On a recent trip to Yukon, I visited Kwaday Dan Kenji (“Long Ago People’s Place”), a First Nations cultural interpretive centre on the old Alaska Highway near the village of Champagne. Harold Johnson and his wife Meta Williams of the northwest Champagne-Aishihik First Nation live on the wooded lot, an ancestral site, where they’re sharing the ancient traditions of their people.
The couple, under the guidance of elders, are building traditional structures that were once used by their ancestors. Among them: a winter house, a salmon trap, a puberty house, a bone cache and a smoke house. Most fascinating for me was the deadfall trap – an indigenous animal trap whose use goes back thousands of years.
There are various deadfall traps used by different cultures. Most often they take the form of a heavy rock, or log, that is tilted on an angle and held up with a branch or stick which acts as a trigger. When an animal comes into contact the baited trigger, the rock – or log – falls, killing the creature.
Indigenous people say a well-built deadfall trap will humanely kill an animal by quickly breaking its neck or vertebrae. Hunting in many aboriginal northwest cultures was, and is still not something taken lightly. Nor was it engaged in for fun, or as a sport. The entire body of the animal was used to help sustain the community – by way of its meat, bones and fur. Nothing was wasted.

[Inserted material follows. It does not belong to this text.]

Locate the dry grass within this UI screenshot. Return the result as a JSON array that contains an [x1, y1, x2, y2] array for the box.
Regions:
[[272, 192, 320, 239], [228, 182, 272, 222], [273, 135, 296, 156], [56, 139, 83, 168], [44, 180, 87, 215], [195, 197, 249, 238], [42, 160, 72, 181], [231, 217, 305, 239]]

Johnson showed us the Champagne-Aishihik take on the deadfall trap, which is a more sophisticated version than most, using several logs to increase the weight of the main tree trunk. When the stick holding up that central log is knocked over by the animal as it tries to enter (or exit) the enclosure with the bait, the trap is sprung and the log comes crashing down with great force. Its simplicity and ingenuity is testament to the advanced nature of this Northwest culture.